Me enteré de la existencia de J.J. Cale demasiado tarde. Corría el año 1993 y era mi primer viaje fuera de esa muralla de decadencia que era la sociedad cubana. En el barrio de Malasaña, en el corazón de un Madrid que no se atrevía a dormir, Perico Calvo me sirvió un whisky on the rocks y me puso uno de sus discos.
Yo no sabía lo que decían las canciones. Apenas escuchaba su voz (ese alarido a punto de perder el aire y ahogarse) y los estrictos instrumentos que le acompañaban. Desde entonces no me separo de J.J. Cale. Poco después supe que una de mis canciones preferidas, “Cocaine”, era inspiración suya y una de las tantas que Eric Clapton le cantaba.
Hoy ha sido un sábado donde se me han juntado muchas resacas. He vivido una de las semanas más complicadas de las que tenga recuerdo. El cansancio avanzaba por todos los flancos y, en honor a la verdad, estaba a punto de rendirme. Era demasiado temprano para oír nada, nada que no fuera J.J. Cale.
Comencé por The road to Escondido, donde Cale y Clapton se embarcan en un increíble viaje que dura 14 canciones.
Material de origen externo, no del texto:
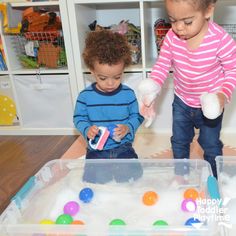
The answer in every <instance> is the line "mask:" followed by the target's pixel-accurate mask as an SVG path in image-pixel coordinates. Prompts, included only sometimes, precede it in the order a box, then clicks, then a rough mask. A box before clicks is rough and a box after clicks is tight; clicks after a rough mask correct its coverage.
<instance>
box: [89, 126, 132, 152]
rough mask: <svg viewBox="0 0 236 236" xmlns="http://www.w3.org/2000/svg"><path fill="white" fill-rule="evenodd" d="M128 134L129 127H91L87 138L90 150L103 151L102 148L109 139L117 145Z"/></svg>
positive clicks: (115, 126)
mask: <svg viewBox="0 0 236 236" xmlns="http://www.w3.org/2000/svg"><path fill="white" fill-rule="evenodd" d="M128 132H129V127H128V126H127V125H124V124H117V125H115V124H110V125H108V126H107V127H105V126H99V127H97V126H95V125H93V126H91V127H90V128H89V130H88V134H87V136H88V139H89V145H90V147H91V148H93V149H97V150H103V147H104V145H105V144H106V142H107V139H108V138H109V137H110V138H112V139H113V140H115V141H116V142H118V143H119V142H120V141H121V139H122V138H124V136H125V135H126V134H127V133H128ZM95 138H97V140H95Z"/></svg>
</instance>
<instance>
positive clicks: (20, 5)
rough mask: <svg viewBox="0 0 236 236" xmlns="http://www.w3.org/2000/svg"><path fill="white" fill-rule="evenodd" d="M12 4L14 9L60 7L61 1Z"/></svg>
mask: <svg viewBox="0 0 236 236" xmlns="http://www.w3.org/2000/svg"><path fill="white" fill-rule="evenodd" d="M10 4H11V6H12V7H38V6H39V7H40V6H59V1H43V2H16V3H10Z"/></svg>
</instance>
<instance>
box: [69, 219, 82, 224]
mask: <svg viewBox="0 0 236 236" xmlns="http://www.w3.org/2000/svg"><path fill="white" fill-rule="evenodd" d="M71 224H72V225H84V222H83V221H82V220H74V221H72V222H71Z"/></svg>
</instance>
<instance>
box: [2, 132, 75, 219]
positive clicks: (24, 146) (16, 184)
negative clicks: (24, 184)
mask: <svg viewBox="0 0 236 236" xmlns="http://www.w3.org/2000/svg"><path fill="white" fill-rule="evenodd" d="M76 138H77V136H0V214H1V213H2V211H3V210H4V209H5V208H6V206H7V205H8V204H9V203H10V199H11V198H12V197H13V196H14V195H15V194H16V193H17V192H18V191H19V189H20V188H21V187H22V186H23V184H24V183H25V182H26V181H27V180H28V178H29V177H31V176H33V175H34V174H35V173H36V172H37V171H38V170H39V169H40V168H41V167H42V166H43V165H44V164H45V163H46V162H48V161H50V160H53V159H58V158H60V157H61V156H62V155H63V154H64V153H65V151H66V150H67V149H68V148H69V147H70V146H71V145H72V143H73V142H74V141H75V140H76Z"/></svg>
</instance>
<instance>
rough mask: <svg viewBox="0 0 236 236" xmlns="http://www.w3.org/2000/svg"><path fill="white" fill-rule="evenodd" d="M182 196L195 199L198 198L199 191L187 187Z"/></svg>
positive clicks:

Pero acabé yéndome mucho más atrás, hasta 1974. En la carátula de Okie, su disco de ese año, pasa un tren de mercancías. Apenas se ve la puerta abierta de una casilla, donde un trovador lleva los pies en alto y permanece lejos de su guitarra.
No quisiera volver a pasar otra semana tan difícil como esta. Pero si al final llega hasta mí el tren de J.J. Cale, todo podría volver otra vez a una normalidad manejable. Cosas como esas son las que nosotros, los mortales, siempre tendremos que agradecerles a los grandes artistas.